Recently one of our customers had a strange problem. Some program locked his proxy settings. It was one kind of browser hijacking.
We could not change the proxy settings from the Internet Options dialog. There was an error message “Some settings are managed by your system administrator.“
Our product My IP Hide failed to work because of it. It showed the error message “You are using the unencrypted regular proxy 127.0.0.1. Your real IP address may leak.“
Reset Internet Explorer Settings
We tried to reset his Internet Explorer settings by clicking its menu Tools > Internet Options > Advanced tab > Reset. But it didn’t work. We have to try other methods.
Change Proxy Settings in Control Panel
Then we modified the proxy settings in the control panel. But it will be reverted to 127.0.0.1:8080 immediately.
However, we didn’t find any program listening on (managing) the 8080 port. It caused the browsers could not open any page.
Found the Suspect: Spigot
Then we try to find what program was changing the proxy settings. Finally, we found a suspicious program “PreferencesManager.exe” by Process Monitor.
That program belonged to a company named Spigot Inc. It produces many Adware and potentially unwanted programs (PUP). They compulsively redirect users to their advertiser’s sites to earn money. It will cause a lot of problems for the user’s system.

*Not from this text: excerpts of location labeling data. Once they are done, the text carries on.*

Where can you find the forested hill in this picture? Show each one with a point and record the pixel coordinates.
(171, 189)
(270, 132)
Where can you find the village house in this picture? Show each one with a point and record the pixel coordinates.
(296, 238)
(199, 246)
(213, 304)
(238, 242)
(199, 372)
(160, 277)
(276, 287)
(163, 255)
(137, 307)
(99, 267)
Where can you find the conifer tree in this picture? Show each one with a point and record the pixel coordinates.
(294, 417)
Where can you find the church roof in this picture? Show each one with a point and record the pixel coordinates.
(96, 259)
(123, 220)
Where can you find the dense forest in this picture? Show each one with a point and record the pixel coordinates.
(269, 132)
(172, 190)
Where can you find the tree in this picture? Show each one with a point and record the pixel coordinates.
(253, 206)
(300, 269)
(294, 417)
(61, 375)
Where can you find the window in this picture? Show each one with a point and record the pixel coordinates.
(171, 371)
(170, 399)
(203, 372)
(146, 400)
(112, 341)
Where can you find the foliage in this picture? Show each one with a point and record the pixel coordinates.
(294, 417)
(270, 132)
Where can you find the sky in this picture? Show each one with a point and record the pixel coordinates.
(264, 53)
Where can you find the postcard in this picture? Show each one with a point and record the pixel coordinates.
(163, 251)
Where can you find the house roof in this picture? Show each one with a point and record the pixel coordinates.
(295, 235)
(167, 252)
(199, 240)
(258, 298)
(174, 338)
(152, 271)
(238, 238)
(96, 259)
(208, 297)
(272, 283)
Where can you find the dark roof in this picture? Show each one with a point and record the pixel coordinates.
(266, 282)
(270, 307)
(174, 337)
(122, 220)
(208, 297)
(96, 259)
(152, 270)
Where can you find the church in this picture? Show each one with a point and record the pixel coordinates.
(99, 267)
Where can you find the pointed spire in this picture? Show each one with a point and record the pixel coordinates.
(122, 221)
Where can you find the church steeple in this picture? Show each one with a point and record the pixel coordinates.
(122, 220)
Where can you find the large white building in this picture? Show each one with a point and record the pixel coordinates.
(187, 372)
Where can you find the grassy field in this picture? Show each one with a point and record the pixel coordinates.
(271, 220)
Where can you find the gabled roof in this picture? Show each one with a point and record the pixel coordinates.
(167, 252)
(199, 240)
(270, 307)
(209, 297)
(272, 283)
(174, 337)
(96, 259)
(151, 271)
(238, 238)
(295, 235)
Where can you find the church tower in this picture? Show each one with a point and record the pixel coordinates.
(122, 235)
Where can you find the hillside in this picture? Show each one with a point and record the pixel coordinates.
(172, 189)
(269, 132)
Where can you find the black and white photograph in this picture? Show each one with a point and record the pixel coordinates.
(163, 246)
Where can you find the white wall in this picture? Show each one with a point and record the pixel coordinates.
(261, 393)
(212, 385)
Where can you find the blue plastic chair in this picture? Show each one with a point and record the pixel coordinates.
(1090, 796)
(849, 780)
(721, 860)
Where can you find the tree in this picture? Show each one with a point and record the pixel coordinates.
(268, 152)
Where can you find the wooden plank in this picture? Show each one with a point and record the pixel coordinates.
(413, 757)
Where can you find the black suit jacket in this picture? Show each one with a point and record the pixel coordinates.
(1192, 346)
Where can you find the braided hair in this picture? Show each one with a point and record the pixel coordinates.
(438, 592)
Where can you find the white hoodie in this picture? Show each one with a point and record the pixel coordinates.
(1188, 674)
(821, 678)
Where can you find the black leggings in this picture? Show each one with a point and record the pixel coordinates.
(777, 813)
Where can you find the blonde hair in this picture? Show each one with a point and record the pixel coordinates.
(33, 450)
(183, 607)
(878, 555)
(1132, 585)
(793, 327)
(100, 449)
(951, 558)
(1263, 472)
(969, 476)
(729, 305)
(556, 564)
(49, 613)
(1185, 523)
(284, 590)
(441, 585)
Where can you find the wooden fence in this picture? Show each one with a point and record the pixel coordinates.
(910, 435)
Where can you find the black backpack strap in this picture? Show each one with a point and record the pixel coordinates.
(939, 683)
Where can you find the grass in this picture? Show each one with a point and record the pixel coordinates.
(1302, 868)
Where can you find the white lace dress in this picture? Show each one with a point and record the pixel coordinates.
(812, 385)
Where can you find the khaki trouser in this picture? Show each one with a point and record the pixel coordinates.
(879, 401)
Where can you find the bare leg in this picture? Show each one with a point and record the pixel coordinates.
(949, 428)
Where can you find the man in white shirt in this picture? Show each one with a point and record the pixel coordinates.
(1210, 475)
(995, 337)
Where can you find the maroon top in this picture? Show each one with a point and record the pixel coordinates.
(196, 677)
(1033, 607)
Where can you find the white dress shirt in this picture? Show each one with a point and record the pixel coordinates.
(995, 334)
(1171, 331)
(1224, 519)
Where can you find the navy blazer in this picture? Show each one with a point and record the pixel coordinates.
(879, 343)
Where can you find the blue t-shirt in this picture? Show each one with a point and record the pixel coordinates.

Manually Fix the Windows Registry
We removed the Spigot program YTD Toolbar from the Control Panel. But it didn’t solve the problem. The proxy settings are still locked. We tried to fix it by manually changing these Windows Registry entries which control the system proxy settings.
Use Anti-Virus/Malware Programs
However, it still could not solve the problem. It was too hard for us to fix all the corrupted registry keys manually. Thus We decided to use a professional tool to fix it. We tried these anti-virus programs.
- 360 Total Security
- Tweaking Windows Repair
One by one, download, install, run, scan, repair, reboot for each of them. However, sadly enough, none of them were able to solve the problem.
The Finisher: Malwarebytes
Finally, we find the finisher, Malwarebytes Anti-Malware. It successfully cleared the system and fixed the problem after a quick scan and reboot.
Thanks to Malwarebytes, our product My IP Hide worked again.
We spent about 4 hours on trying all those methods and programs to fix the problem. It was a real pain. Next time we will directly use Malwarebytes to save time.
And we recommend Malwarebytes for all our users. The free version is a manual scanner. The paid (Premium) version provides real-time protection against malware, ransomware and malicious websites. Either one is a great tool to keep threats off your system.